MANILA - The Department of Environment and Natural Resources (DENR) on Friday said the number of tourists in Boracay has reached “alarming levels” as government agencies and the private sector worked on innovations for sustainable development.
Asked about the current status of the popular island resort, DENR Undersecretary Juan Miguel Cuna said the government is in the process of making an inventory of business establishments in Boracay to determine which ones are violating laws and other regulations.
“It is moving towards alarming levels in terms of carrying capacity and solid waste management, which is why as far as we are concerned, the DENR is making an inventory of establishments there,” he said.
Cuna added that the influx of tourists from cruise ships have added to the growing number of visitors to Boracay.
The DENR and the Department of Tourism recently met to address problems in Boracay, which recently experienced severe flooding.
Cuna would not say if business establishments found violating laws and regulations would be dismantled, saying the inventory started during the last administration.
“I’m sure there is still a lot to be done there,” he said.
Cuna was at the press conference for the launch of the 2nd Philippine Environment Summit to be held in Cebu City from February 20 to 22.
The summit will be held in partnership with environment group Green Convergence led by its president Dr. Angelina Galang.

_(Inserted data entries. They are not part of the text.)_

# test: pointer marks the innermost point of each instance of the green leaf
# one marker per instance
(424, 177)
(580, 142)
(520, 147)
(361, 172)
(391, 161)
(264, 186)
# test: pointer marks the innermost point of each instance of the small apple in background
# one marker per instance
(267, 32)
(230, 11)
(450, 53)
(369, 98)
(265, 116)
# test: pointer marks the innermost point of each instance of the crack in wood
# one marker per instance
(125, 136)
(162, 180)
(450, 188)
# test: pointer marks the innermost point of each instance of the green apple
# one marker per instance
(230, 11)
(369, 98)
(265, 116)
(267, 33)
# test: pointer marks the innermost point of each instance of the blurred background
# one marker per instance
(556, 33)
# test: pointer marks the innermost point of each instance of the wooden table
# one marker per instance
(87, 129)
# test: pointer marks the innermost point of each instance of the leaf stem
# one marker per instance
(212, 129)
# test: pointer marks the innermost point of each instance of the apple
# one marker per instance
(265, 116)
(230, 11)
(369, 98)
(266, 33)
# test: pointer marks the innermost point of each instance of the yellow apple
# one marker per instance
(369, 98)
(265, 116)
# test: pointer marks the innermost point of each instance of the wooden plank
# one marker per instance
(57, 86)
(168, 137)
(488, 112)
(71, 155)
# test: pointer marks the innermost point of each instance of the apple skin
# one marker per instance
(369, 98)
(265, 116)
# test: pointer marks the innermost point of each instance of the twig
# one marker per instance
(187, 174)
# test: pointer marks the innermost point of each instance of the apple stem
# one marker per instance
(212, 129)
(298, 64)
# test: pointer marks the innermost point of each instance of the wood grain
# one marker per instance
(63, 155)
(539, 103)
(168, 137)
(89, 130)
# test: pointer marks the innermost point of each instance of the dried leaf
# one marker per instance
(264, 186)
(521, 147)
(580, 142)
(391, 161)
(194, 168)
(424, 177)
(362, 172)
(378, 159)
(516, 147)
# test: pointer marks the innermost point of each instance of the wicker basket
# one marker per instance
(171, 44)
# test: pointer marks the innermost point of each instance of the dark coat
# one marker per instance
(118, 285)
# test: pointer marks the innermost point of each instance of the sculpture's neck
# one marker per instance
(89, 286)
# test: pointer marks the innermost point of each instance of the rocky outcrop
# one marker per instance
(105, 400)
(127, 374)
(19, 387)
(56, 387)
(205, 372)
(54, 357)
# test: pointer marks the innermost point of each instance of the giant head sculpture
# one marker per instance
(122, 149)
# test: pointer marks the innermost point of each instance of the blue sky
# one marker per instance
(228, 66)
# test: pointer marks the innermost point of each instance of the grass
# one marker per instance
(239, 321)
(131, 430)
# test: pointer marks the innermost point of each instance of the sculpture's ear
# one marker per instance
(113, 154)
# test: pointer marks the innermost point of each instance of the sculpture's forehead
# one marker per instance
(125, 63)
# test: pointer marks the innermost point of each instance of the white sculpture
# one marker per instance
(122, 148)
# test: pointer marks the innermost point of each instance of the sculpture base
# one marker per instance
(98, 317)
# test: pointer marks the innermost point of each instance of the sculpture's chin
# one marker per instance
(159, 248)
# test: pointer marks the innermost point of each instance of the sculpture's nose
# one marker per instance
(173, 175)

The gathering of environment stakeholders will be a “showcase of programs and projects that positively contribute to the social and economic advancement, while protecting the environment and a call to enhance convergence of the different sectors to level up innovative programs to accelerate the drive towards sustainable development.”
Galang said solid waste management, among others, is on top of the agenda in the summit, citing, for example, the mango industry where zero waste is achievable.
“Not even the seed will be thrown away because you can get flour from the mango seed,” she said.
Among plenary speakers at the event are Environment Secretary Roy Cimatu, Deputy Ombudsman Gerard Mosquera, Energy Development Corporation Chair and CEO Federico Lopez and other prominent personalities from other sectors.
Galang said foremost climate change advocate former US Vice President Al Gore declined to attend the summit but would be sending a video message.